I HATE vegetables; despise them. Liz knows this about me, but every now and then she will invite me to try something with vegetables in it. Early in our relationship, I thought she was simply having fun with me, but over the years I’ve learned that she knows me and my palate and offers me only things she genuinely thinks I’ll like. I trust her. I believe she has my best interest in mind and wants me to be healthy. Because of that trust, I am open to trying something new. My beliefs are challenged and on some occasions, changed.

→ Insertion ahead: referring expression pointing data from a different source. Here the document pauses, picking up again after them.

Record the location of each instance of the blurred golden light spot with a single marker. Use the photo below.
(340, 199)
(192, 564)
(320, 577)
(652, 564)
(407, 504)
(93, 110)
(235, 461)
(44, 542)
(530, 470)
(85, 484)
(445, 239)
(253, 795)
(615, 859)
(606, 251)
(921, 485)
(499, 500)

In my experience, if trust is not present, people become combative when asked about beliefs. This is one of the reasons I no longer work at a church. It was my job to be a Christian. How could someone ever trust me enough when I was being paid by the church to guide, counsel, and teach them? In my years of being a youth pastor, I admit there were moments I had a hidden agenda. There were times when I would lead conversations, subtly nudging the outcome towards a calculated result. Not always, but I did this enough times for me to become completely depressed with the state of organized religion in America and retire from ministry.

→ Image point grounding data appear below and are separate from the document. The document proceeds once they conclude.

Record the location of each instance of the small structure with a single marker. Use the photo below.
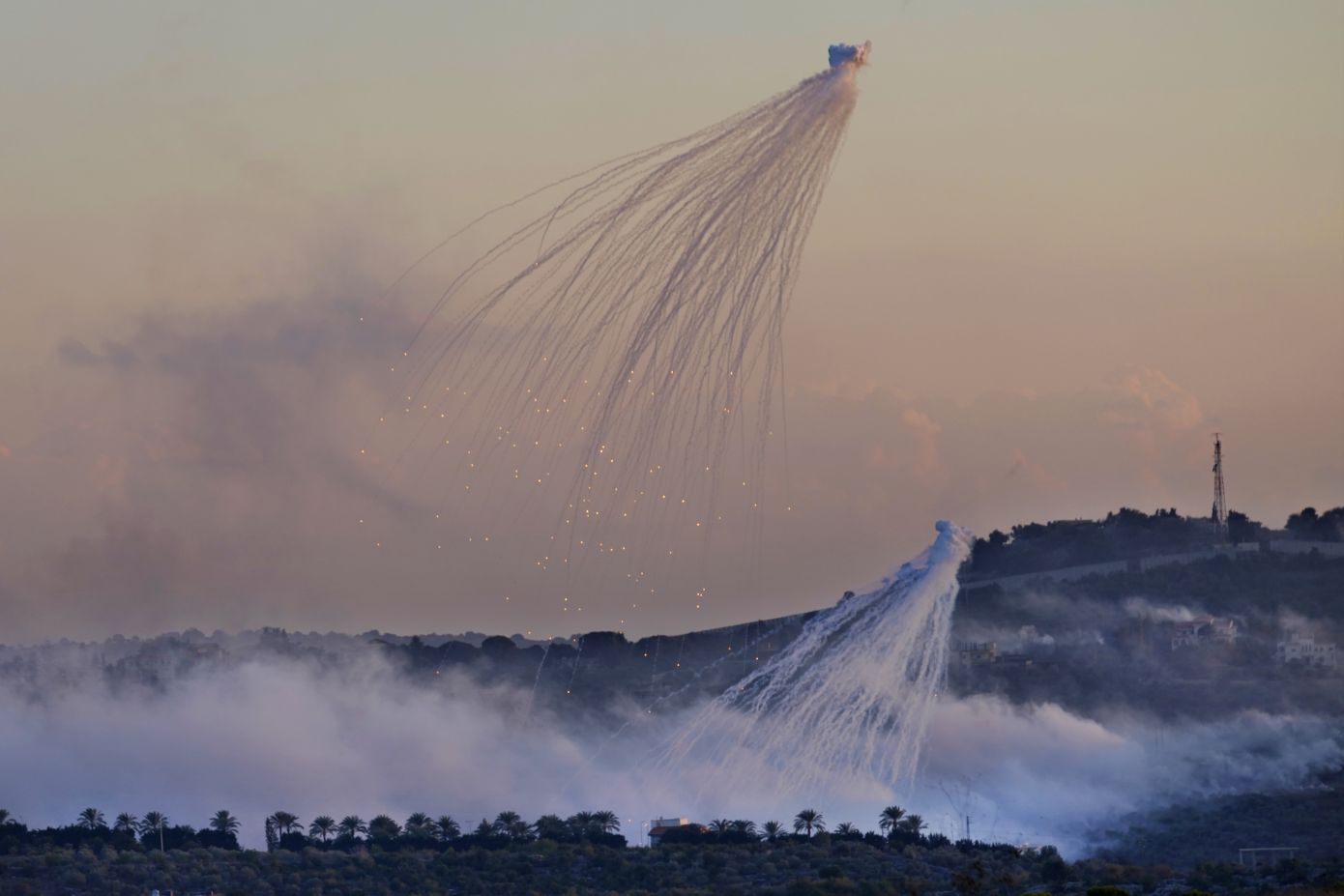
(976, 653)
(1202, 630)
(660, 826)
(1268, 854)
(1305, 651)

I think people change their beliefs because of trust, but the absence of trust or the loss of trust can also result in a paradigm shift.
How do you interact with your beliefs?
This is a tough season of spirituality for me. It has been for some time now. While I believe in God and the Bible, I am weary of this thing called Church - you may even say that I do not trust it right now. This lack of trust is causing me to challenge beliefs about going to church and being a "good Christian". So, honestly, I’m not doing anything about my spirituality, save for talking to God when I’m driving, when I wake up or when I fall asleep, when I'm daydreaming, or when I'm thanking him for McDonald's Chicken McNuggets.
And I believe that’s enough.
Writing that is tough because my beliefs are changing from being a Christian who has to do things to just being a Christian. I believe right now is a time for me to do nothing, but I still recognize that this is not the destination. It's simply part of my journey. Perhaps someday I’ll join my wife for a meditation, or visit a parish, or listen to different tones to align my spirit, but right now - based on reason and experience - I believe that doing nothing is healing, refreshing, and renewing me.
What do you do when you doubt your beliefs?
If I have a belief that is based on reason and experience but someone I trust is inviting me on a journey to question my beliefs, I will gladly go on that adventure. The best beliefs can withstand a little mental batting around. That being said, I consider a lot of what I believe in working together like a Sudoku puzzle; when I question something, I don’t think that I am wrong because I understand there may be a different way for things to work together. I’ve changed my beliefs enough that it no longer scares me to do so. While some people or places may teach against doubt - and even call it a sign of sin - I think it may just be our souls trying to figure out this week’s spiritual Sudoku.